Around any Indonesian table, sambal is a hot favourite - wherever you are in the island archipelago, indeed if I had my way – wherever you are in the world – because sambal is an experience everyone should enjoy. It’s a condiment, it’s a hot sauce and an essential pleasure at mealtimes.
There are many varieties - as many as 300 to choose from - both in fresh, raw combinations as well as cooked. Each region of Indonesia offers its own favourite sauce.
At the heart of any great sambal is the chilli pepper – an ingredient now available in abundance in the UK. A farmer I talked with at Cambridge market the other day grows no less than 28 different types, the spiciest being 'Carolina Reaper' measuring 2.2 million SHU (Scoville heat unit).
The sambal ‘Dabu-dabu’ has both fruity and tangy flavours. A mix of green tomato salsa with chopped shallots with generous servings of birds-eye chillies, lemong cui or calamansi juice, salt and coconut oil Dabu-dabu is irresistible with grilled or baked fish, in fact any kind of seafood.
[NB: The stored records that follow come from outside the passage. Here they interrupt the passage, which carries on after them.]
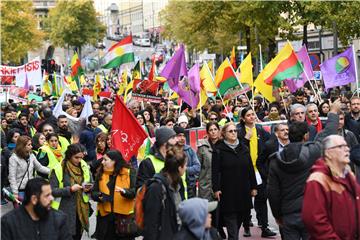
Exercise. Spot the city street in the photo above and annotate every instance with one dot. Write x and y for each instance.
(255, 231)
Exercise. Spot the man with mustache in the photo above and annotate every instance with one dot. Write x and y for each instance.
(35, 219)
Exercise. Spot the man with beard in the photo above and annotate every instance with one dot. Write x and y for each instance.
(352, 119)
(65, 136)
(154, 162)
(35, 219)
(23, 125)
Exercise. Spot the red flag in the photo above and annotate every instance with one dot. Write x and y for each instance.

In many ways Sambal is the signature for Indonesia’s culinary arts
Sambal roa is a mixture of dried, ground roa or garfish, finely chopped shallots, garlic and chillies cooked into a wonderful fragrance with a delicious umami flavour. It provides an extra dimension of flavour for both sweet and savoury dishes. Indonesians love it with banana fritters or the vegetable porridge known as Bubur Manado – the inspiration for my Manado (N. Sulawesi) style risotto. Serve sambal roa with droplets of basil oil with any white fish – pan fried, gilled or steamed.
Another cooked sambal is Rica-rica a refreshing combination of fried chillies, shallots, ginger with tomatoes and a finishing touch of lime, for roast chicken, pork or fish.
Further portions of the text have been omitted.